Hadoop is deprecated for use with DataStax Enterprise. DSE Hadoop and BYOH (Bring Your Own Hadoop) are deprecated. Pig is also deprecated and will be removed when Hadoop is removed.
The DataStax Enterprise Pig driver uses the Cassandra File System (CFS) instead of the Hadoop distributed file system (HDFS). Apache Cassandra, on the other hand, includes a Pig driver that uses the Hadoop Distributed File System (HDFS).

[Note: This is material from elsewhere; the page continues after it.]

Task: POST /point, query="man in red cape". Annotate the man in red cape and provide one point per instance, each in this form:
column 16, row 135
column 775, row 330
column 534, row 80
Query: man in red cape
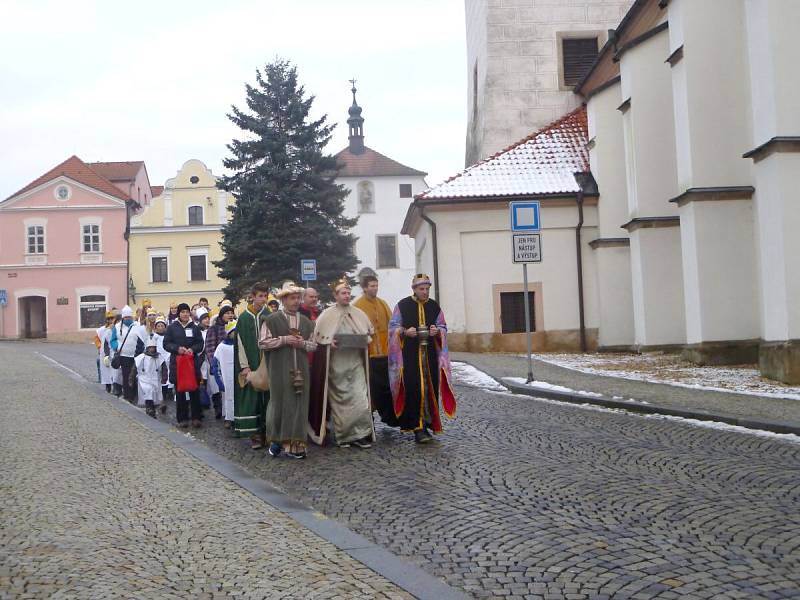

To execute Pig programs directly on data stored in Cassandra, you use one of the DataStax Enterprise storage handlers:
Table Format | Storage Handler | URL | Description |
---|---|---|---|
CQL | CqlNativeStorage() | cql:// | Use with DataStax Enterprise 4.7 and later. |
CQL | CqlStorage() | cql:// | Deprecated. |
storage engine | CassandraStorage() | cassandra:// | Deprecated. |
Migrating compact tables with clustering columns to CqlNativeStorage format
The CqlNativeStorage handler uses native paging through the DataStax Java driver to communicate with the underlying Cassandra cluster. To use applications that have compact tables with clustering columns in the CqlStorage format, you need to migrate tables to the CqlNativeStorage format. Attempting to run Pig commands on compact tables in the CqlStorage format results in an exception. You can, however, run Pig commands on non-compact tables in the CqlStorage format.- Identify Pig functions that interact with compact tables in CqlStorage
format. For example, suppose you identify a command that adds logic to load
the data to a Pig relation from the compact table tab in keyspace
ks.
x = LOAD 'cql://ks/tab' USING CqlStorage(); -- Old function
x = LOAD 'cql://ks/tab' USING CassandraStorage(); -- Old function
- Change CqlStorage() or CassandraStorage() to USING
CqlNativeStorage().
x = LOAD 'cql://ks/tab' USING CqlNativeStorage(); -- New function
URL format for CqlNativeStorage
The URL format for CqlNativeStorage is:
cql://[username:password@]keyspace/table[?
[page_size=size]
[&columns=col1,col2]
[&output_query=prepared_statement_query]
[&cql_input=prepared_statement_query]
[&where_clause=clause]
[&split_size=size]
[&partitioner=partitioner]
[&use_secondary=true|false]]
[&init_address=host]
[&native_port=port]]
- page_size -- the number of rows per page
- columns -- the select columns of CQL query
- output_query -- the CQL query for writing in a prepared statement format
- input_cql -- the CQL query for reading in a prepared statement format
- where_clause -- the where clause on the index columns, which needs URL encoding
- split_size -- number of rows per split
- partitioner -- Cassandra partitioner
- use_secondary -- to enable pig filter partition push down
- init_address -- the IP address of the target node
- native_port -- the listen address of the target node
- page_size -- the number of rows per page
- columns -- the select columns of CQL query
- output_query -- the CQL query for writing in a prepared statement format
- where_clause -- the where clause on the index columns, which needs URL encoding
- split_size -- number of rows per split
- partitioner -- Cassandra partitioner
- use_secondary -- to enable pig filter partition push down
- init_address -- the IP address of the target node
- rpc_port -- the listen address of the target node
Working with legacy Cassandra tables
Use the CqlNativeStorage() handler and cfs:// URL to work with Cassandra tables that are in the storage engine (CLI/Thrift) format in Pig. Legacy tables are created using Thrift, CLI, or using the WITH COMPACT STORAGE directive in CQL. Thrift applications require that you configure Cassandra for connection to your application using the rpc connections instead of the default native transport for CqlNativeStorage connection.